Sonora Webster Carver, born in Waycross, Georgia, was an American entertainer, most notable as one of the first female horse divers.

Life

Webster answered an ad placed by William "Doc" Carver in 1923 for a diving girl and soon earned a place in circus history.
Her job was to mount a running horse as it reached the top of a forty-foot tower and sail down on its back as it plunged into an 11-foot pool of water directly below. She was a sensation and soon became the lead diving girl for Doc's act as they traveled the country and the first diving girl quit.
Sonora fell in love with and eventually married Doc's son, Albert Floyd Carver, in October 1928. Al had taken over the show in 1927, after the death of Dr. Carver.
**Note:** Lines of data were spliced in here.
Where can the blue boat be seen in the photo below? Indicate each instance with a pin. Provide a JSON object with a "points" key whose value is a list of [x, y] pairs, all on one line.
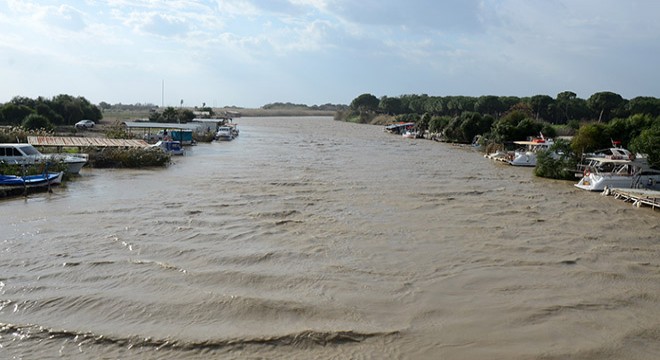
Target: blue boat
{"points": [[11, 182]]}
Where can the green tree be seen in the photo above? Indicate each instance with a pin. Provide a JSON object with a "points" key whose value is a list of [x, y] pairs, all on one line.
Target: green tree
{"points": [[489, 104], [14, 114], [590, 137], [439, 123], [170, 115], [54, 118], [36, 122], [541, 105], [605, 105]]}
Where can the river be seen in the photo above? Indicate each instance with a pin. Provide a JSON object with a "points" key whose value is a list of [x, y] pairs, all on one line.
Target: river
{"points": [[310, 238]]}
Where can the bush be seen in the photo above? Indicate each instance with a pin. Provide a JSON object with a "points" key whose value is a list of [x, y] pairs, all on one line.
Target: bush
{"points": [[128, 158], [559, 162]]}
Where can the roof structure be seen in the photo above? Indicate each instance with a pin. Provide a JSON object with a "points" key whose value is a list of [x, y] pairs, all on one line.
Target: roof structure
{"points": [[84, 141]]}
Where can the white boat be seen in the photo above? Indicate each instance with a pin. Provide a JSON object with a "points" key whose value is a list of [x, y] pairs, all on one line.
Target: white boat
{"points": [[224, 133], [410, 134], [26, 154], [170, 147], [605, 173]]}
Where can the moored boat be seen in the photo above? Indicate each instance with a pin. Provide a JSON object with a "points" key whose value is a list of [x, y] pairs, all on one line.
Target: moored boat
{"points": [[224, 133], [13, 184], [605, 173], [26, 154], [169, 146]]}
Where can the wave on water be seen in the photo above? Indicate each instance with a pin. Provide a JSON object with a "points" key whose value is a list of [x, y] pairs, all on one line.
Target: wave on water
{"points": [[302, 339]]}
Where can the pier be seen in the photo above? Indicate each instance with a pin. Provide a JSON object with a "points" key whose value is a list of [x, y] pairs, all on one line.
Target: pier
{"points": [[638, 197]]}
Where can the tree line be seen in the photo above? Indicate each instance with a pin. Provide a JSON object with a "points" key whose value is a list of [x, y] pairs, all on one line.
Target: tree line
{"points": [[46, 113], [566, 106], [594, 122]]}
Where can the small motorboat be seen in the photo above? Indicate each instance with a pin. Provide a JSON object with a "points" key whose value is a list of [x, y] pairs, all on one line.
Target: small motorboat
{"points": [[224, 133], [13, 183], [26, 154], [169, 146]]}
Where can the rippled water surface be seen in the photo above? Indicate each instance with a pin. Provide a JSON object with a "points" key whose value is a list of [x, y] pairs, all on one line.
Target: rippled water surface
{"points": [[310, 238]]}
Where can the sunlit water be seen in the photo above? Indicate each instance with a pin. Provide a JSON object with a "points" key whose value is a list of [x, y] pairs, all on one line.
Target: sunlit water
{"points": [[310, 238]]}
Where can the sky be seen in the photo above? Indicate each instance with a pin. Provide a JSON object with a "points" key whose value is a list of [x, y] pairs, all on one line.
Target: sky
{"points": [[249, 53]]}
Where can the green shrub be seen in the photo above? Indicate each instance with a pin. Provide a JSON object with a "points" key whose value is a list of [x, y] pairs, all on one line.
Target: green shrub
{"points": [[128, 158]]}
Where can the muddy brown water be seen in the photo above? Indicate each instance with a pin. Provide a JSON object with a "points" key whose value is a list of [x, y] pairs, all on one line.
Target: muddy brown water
{"points": [[310, 238]]}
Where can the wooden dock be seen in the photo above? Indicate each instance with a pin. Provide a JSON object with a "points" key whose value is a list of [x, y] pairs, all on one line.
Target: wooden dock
{"points": [[60, 141], [638, 197]]}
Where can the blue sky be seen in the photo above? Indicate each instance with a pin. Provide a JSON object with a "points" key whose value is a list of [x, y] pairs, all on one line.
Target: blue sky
{"points": [[250, 53]]}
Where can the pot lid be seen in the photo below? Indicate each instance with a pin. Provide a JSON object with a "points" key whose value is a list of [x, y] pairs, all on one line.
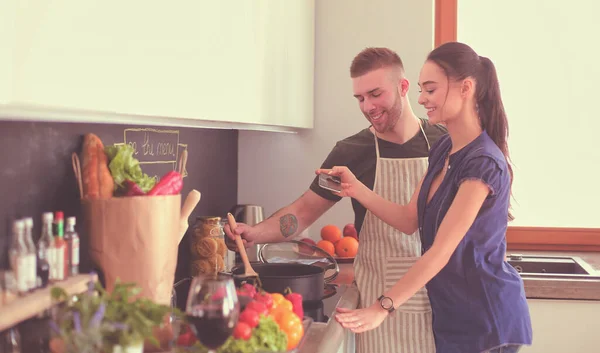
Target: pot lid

Sonora's sister Arnette Webster French followed in her footsteps, becoming a horse diver and joining the show in 1928.
In 1931, Sonora was blinded by retinal detachment, due to hitting the water off balance with her eyes open, while diving her horse, Red Lips, on Atlantic City's Steel Pier, the act's permanent home since 1929. After her accident she continued to dive horses until 1942. Arnette left the show in 1935.
Arnette explained Sonora’s decision to continue riding after her accident in this way: "Riding the horse was the most fun you could have and we just loved it so. We didn't want to give it up. Once you were on the horse, there really wasn't much to do but hold on. The horse was in charge."
Arnette, who was 15 when she took her first horse dive, remarked in an interview that "Wherever we went, the S.P.C.A. was always snooping around, trying to find if we were doing anything that was cruel to animals. They never found anything because those horses lived the life of Riley. In all the years of the act, there was never a horse that was injured."
Sonora's account can be read in her 1961 book, A Girl and Five Brave Horses, and seen in the fictionalized movie version of her life, Wild Hearts Can't Be Broken, starring Gabrielle Anwar. She was disappointed in the way that the movie depicted her life and career. She remarked to Arnette after screening the film that "the only thing true in it was that I rode diving horses, I went blind, and I continued to ride for another 11 years."
Sonora died at the age of 99 on September 20, 2003. She lived in Pleasantville, New Jersey at the time of her death.